La nueva norma P2520.1 del IEEE está diseñada para proporcionar un estándar de rendimiento de referencia que pueda aplicarse a una amplia gama de tecnologías de olfato mecánico. El documento deja claro que se pretende que sirva de base para una serie de normas P2520 más amplia, permitiendo que se construyan normas más específicas de la aplicación sobre una estructura de pruebas compartida. James Covington, coordinador de esta iniciativa, habló recientemente de esta nueva norma en el 24h-MOM.
El borrador organiza la evaluación en tres niveles. El nivel 1 comprueba si el dispositivo puede diferenciar entre tres sustancias químicas de prueba; el nivel 2 mide si puede reconocerlas correctamente; y el nivel 3 evalúa si puede cuantificarlas con precisión. Este enfoque escalonado da flexibilidad a la norma, al tiempo que mantiene un camino claro hacia la conformidad.
Otra característica importante del borrador es su amplio alcance técnico. Reconoce que los sistemas olfativos mecánicos pueden basarse en muchos principios de detección diferentes, como sensores electroquímicos, transistores de efecto de campo, sensores de masa, métodos espectroscópicos, movilidad iónica y cromatografía de gases. Este amplio alcance hace que el documento sea relevante para una gran variedad de diseños de instrumentos.
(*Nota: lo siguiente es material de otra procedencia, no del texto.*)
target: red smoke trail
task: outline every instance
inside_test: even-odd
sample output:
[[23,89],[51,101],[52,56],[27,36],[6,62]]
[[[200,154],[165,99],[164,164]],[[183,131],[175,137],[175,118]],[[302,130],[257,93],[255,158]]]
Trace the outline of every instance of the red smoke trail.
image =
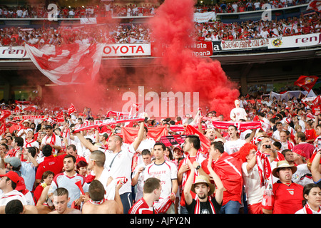
[[[193,0],[166,0],[156,10],[150,27],[158,51],[156,55],[163,53],[163,58],[156,61],[164,71],[164,81],[174,90],[199,92],[200,107],[215,110],[226,118],[239,95],[236,85],[228,79],[219,61],[193,57],[191,51],[184,48],[195,41],[191,37],[195,29],[194,4]],[[162,48],[164,43],[165,50]]]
El borrador también establece condiciones de ensayo claras en cuanto a temperatura, humedad, presión y comportamiento de muestreo. Permite diferentes métodos de introducción de muestras, como automuestreadores, sistemas de flujo de gas, bolsas de muestras, métodos de espacio de cabeza, tubos de permeación y fuentes puntuales de olor, siempre que el método elegido se utilice de forma coherente durante toda la evaluación.
La selección de productos químicos es otra parte clave de la norma. El operador debe elegir uno de varios grupos químicos predefinidos, y el documento vincula las concentraciones máximas de referencia a consideraciones de seguridad y límites de exposición siempre que sea posible. Esto ayuda a garantizar que la prueba siga siendo significativa desde el punto de vista técnico y manejable desde el punto de vista práctico.
Este borrador, que ha sido aprobado en el seno del grupo de trabajo, seguirá una presentación a IEEE-SA y el proceso de votación, con el objetivo de que el documento avance de forma eficiente. Después, el procedimiento continúa a través de la revisión pública, la participación en la votación, la resolución de comentarios y la posible recirculación si los comentarios requieren cambios. Una vez completado el proceso de votación y asegurada la aprobación, el documento puede proceder a su publicación, que puede tardar hasta 14 semanas tras la aprobación final del comité de normas.